Assim, os períodos de 24/04/1979 a 01/09/1990, 26/11/2003 a 01/03/2007 e 14/02/2008 a 01/05/2012 devem ser considerados como de atividade comum.
Saliento que a atividade especial somente pode ser considerada por presunção legal até 28/04/1995, ocasião em que os artigos 57 e 58 da Lei nº 8.213/91 foram alterados pela Lei nº 9.032/95. A partir de então, o reconhecimento da atividade especial apenas se dá caso seja demonstrada a exposição, de forma habitual e permanente, a agentes nocivos à saúde ou à integridade física.

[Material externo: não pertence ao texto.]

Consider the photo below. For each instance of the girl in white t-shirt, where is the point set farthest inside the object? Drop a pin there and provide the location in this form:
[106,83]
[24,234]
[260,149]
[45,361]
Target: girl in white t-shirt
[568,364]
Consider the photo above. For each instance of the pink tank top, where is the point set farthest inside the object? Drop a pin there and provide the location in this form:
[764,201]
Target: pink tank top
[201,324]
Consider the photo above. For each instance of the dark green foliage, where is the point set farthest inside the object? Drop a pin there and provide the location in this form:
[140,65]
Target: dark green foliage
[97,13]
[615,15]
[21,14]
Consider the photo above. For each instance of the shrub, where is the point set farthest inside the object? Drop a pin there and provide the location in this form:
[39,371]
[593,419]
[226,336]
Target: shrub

Registro que o Perfil Profissiográfico Previdenciário - PPP substitui o laudo técnico, sendo documento suficiente para aferição das atividades nocivas a que esteve sujeito o trabalhador.
Sendo o requerimento do benefício posterior à Lei Federal nº 8.213/91, deve ser aplicado o fator de conversão de 1,20, mais favorável ao segurado, como determina o artigo 70 do Decreto Federal nº. 3048/99, com a redação dada pelo Decreto Federal nº. 4.827/03.
Cumpre observar ainda que, por ocasião da conversão da Medida Provisória nº 1.663/98 na Lei Federal nº 9.711/98, permaneceu em vigor o parágrafo 5º do artigo 57 da Lei Federal nº 8.213/91, razão pela qual continua sendo plenamente possível a conversão do tempo trabalhado em condições especiais em tempo de serviço comum relativamente a qualquer período, incluindo o posterior a 28 de maio de 1998 (STJ, AgRg no Resp nº 1.127.806-PR, 5ª Turma, Rel. Min. Jorge Mussi, DJe 05/04/2010).
Cabe ressaltar que a extemporaneidade de documento não obsta o reconhecimento de tempo de trabalho em condições especiais, pois a situação em época remota era pior ou ao menos igual à constatada na data da elaboração do laudo, tendo em vista que as condições do ambiente de trabalho só melhoraram com a evolução tecnológica.
Os períodos registrados em CTPS são suficientes para garantir o cumprimento da carência, de acordo com a tabela do artigo 142 da Lei Federal nº 8.213/1991.
Desse modo, computando-se os períodos de atividade especial reconhecidos na r. sentença, até a data do requerimento administrativo (DER em 23/10/2015 – fls. 1, ID 122906016), verifica-se que a parte autora não comprovou o exercício de atividades consideradas especiais por um período de tempo superior a 25 (vinte e cinco) anos, conforme planilha anexa, razão pela qual não preenche os requisitos para a concessão da aposentadoria especial, nos moldes dos artigos 57 e 58 da Lei nº 8.213/91.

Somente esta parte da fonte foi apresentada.